A partnership is an unincorporated business owned and run by two or more people known as partners. Every partnership, in the eyes of the IRS, is a pass-through entity, which means the business itself is not taxed on its profits. Rather, all profits “pass through” to the owners, who file them on their own tax returns.

Types of business partnerships

Different types of partnerships provide varying levels of personal liability protection for partners.

A general partnership is the simplest. It has only general partners, who share equally in the ownership and management duties of the business. A GP is easy to set up, but it’s risky because you and the business are one and the same. You’re each jointly and severally liable for what’s owed, meaning creditors can come after any partner individually for the entire amount.

A limited partnership has general partners and limited partners, who own stakes but aren’t involved in the day-to-day grind. An LP protects limited partners’ personal assets up to the amount they invested in the business. General partners, meanwhile, can be held liable in the same way as they are in a GP.

A limited liability partnership is yet another variation on the model in which each partner’s personal assets are protected against the debts of the business, but partners can still be held personally liable for their individual professional actions. LLPs are used by licensed professionals such as lawyers, doctors and accountants. In fact, California and New York require that partners in an LLP be licensed in the state to provide a professional service.

A limited liability limited partnership is available in at least 23 states and is a variation on an LP that extends protection of personal assets to general partners, in addition to limited partners.

Business partnership: The pros

Here are some advantages to structuring as a partnership.
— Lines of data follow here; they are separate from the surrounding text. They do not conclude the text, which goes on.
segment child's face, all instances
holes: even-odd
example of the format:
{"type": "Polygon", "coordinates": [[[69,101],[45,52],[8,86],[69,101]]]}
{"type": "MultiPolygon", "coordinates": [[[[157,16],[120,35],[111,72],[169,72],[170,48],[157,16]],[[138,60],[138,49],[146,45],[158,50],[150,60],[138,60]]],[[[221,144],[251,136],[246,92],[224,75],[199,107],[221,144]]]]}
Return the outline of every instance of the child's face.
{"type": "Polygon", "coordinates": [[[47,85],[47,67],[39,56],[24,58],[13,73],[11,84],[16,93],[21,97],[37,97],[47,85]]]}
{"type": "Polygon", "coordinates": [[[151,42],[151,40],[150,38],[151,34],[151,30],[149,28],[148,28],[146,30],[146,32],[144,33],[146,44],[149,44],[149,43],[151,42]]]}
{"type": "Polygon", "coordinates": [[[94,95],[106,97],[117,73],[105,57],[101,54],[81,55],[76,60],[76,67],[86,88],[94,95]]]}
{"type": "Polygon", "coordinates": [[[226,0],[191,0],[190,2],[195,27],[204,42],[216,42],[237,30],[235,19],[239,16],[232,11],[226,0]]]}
Easy and inexpensive to form

You don’t have to file paperwork with your state to start a general partnership; it’s automatically in place as soon as you and your partner go into business. For the other kinds of partnerships, states generally require partners to submit forms and pay a fee upon formation, then submit additional paperwork and fees annually.

Federal tax simplicity

Partnerships must file an annual information return with the IRS to report their income, but the income documented in the return is not taxed. Because a partnership is a pass-through entity, profits go directly to the partners and are included on their individual income tax returns. If the business is in an early stage and operating in the red, you can write off those losses on your personal return. If you’re in the black, the profits add to your individual tax bill.
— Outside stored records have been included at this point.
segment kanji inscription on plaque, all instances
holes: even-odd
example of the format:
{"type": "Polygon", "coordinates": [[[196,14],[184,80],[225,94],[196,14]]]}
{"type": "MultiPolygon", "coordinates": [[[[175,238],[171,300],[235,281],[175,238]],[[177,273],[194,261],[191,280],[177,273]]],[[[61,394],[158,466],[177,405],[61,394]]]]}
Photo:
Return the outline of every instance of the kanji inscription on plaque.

Business partnership: The cons

Personal liability risk

For GPs and LPs, you and your general partners open your personal assets up to significant risks. Creditors can pursue any partner individually if you have unpaid debt.

Shared ownership can get complicated

Once you form the business with other partners, you’re bonded to those people until that relationship ends. While different kinds of partnerships specify different roles between general and limited partners in terms of operational control, every partnership involves some degree of collective decision making, which can become difficult if partners disagree.

“Having a business partner is very much like a marriage,” said Elliot Richardson, CEO and founder of the Chicago-based Small Business Advocacy Council. “Just like a marriage, that can end well or that can end in a messy way.”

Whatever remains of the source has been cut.